We know this, in part, because we know how  slightly freer mortgage markets traditionally behaved; they “redlined” the living heck out of low-income neighbourhoods. Because redlining resulted in racial discrimination—critics would just say it is racial discrimination—there has been a concerted attempt among economists to absolve the major U.S. anti-redlining statute, the Community Reinvestment Act of 1977, from any role in creating the housing bubble. Obviously it won’t do to pin the crisis on a 1977 law, but there is such a thing as the straw that broke the camel’s back; the CRA was followed by an even more intense fusillade of statutory and regulatory measures consciously designed to increase home ownership in America without making homes less expensive and valuable per se.

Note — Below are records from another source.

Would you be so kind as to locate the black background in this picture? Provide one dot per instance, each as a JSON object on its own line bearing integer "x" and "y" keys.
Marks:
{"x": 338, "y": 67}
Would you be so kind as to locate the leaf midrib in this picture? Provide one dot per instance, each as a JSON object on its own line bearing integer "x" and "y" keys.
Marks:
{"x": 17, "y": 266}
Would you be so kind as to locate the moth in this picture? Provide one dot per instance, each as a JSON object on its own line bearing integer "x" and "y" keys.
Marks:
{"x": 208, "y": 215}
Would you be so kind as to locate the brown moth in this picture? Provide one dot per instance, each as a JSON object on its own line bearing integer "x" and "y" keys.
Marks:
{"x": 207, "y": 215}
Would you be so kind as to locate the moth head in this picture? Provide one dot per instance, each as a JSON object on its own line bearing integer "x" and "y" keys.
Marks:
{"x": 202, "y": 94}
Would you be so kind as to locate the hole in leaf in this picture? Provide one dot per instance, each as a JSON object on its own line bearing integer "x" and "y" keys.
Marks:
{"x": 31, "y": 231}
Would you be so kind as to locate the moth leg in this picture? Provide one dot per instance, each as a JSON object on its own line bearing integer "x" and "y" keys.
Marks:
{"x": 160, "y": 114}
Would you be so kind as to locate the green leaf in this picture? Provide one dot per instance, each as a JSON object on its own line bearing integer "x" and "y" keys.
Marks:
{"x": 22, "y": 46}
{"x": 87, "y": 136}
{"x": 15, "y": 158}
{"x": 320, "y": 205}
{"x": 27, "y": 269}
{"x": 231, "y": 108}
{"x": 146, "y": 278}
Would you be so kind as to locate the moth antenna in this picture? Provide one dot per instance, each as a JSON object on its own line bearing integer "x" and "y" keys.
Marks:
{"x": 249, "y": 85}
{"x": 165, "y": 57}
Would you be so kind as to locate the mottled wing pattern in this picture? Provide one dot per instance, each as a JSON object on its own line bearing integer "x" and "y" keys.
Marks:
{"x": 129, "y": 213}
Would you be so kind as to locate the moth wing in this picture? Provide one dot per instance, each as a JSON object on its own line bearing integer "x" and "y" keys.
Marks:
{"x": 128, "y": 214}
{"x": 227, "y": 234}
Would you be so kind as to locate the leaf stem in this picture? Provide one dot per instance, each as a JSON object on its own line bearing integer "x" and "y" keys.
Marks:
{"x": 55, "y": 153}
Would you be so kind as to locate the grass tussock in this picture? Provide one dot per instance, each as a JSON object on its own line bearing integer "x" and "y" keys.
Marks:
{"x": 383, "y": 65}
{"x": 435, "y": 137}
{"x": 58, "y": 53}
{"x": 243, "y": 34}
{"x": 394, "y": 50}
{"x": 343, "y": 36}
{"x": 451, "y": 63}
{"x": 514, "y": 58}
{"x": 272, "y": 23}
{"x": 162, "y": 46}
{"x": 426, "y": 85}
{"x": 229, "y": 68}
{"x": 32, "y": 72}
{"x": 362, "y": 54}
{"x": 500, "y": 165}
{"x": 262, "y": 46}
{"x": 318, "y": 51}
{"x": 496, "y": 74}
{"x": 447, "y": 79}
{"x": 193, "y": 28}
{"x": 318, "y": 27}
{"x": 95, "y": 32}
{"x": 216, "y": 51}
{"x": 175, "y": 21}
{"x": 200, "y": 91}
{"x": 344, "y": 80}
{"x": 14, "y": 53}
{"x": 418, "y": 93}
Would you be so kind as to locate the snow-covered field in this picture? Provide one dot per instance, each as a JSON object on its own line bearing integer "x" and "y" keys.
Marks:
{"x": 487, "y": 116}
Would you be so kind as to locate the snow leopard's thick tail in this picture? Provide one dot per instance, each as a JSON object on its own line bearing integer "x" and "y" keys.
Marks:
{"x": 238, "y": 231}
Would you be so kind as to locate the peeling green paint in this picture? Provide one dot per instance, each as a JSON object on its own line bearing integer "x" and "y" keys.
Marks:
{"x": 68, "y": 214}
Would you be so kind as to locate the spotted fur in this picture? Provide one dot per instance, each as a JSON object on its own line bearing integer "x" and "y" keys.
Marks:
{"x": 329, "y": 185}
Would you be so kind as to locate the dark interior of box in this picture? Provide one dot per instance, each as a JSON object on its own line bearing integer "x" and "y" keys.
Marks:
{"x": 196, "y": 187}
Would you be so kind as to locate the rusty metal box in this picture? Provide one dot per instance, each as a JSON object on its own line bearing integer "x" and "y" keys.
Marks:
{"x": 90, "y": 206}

If you just sit and think about this policy goal—“give everybody a thing while making sure the price of that thing continues to appreciate”—you realize that there could never be any way of accomplishing it without harm to credit markets, or indeed without serious distortions of the whole concept of “credit”. How that harm got spread throughout the world seems, by contrast, a niggling detail. Morgenson focuses on how the regulatory and political environment turned Fannie Mae into Godzilla, but I don’t think that’s the whole story either, as crucial (and as sordid) as it obviously is. Why was there even such a thing as the “Zero Down Payment Act”? Does that sound like something we should probably hop in a time machine and go back and undo?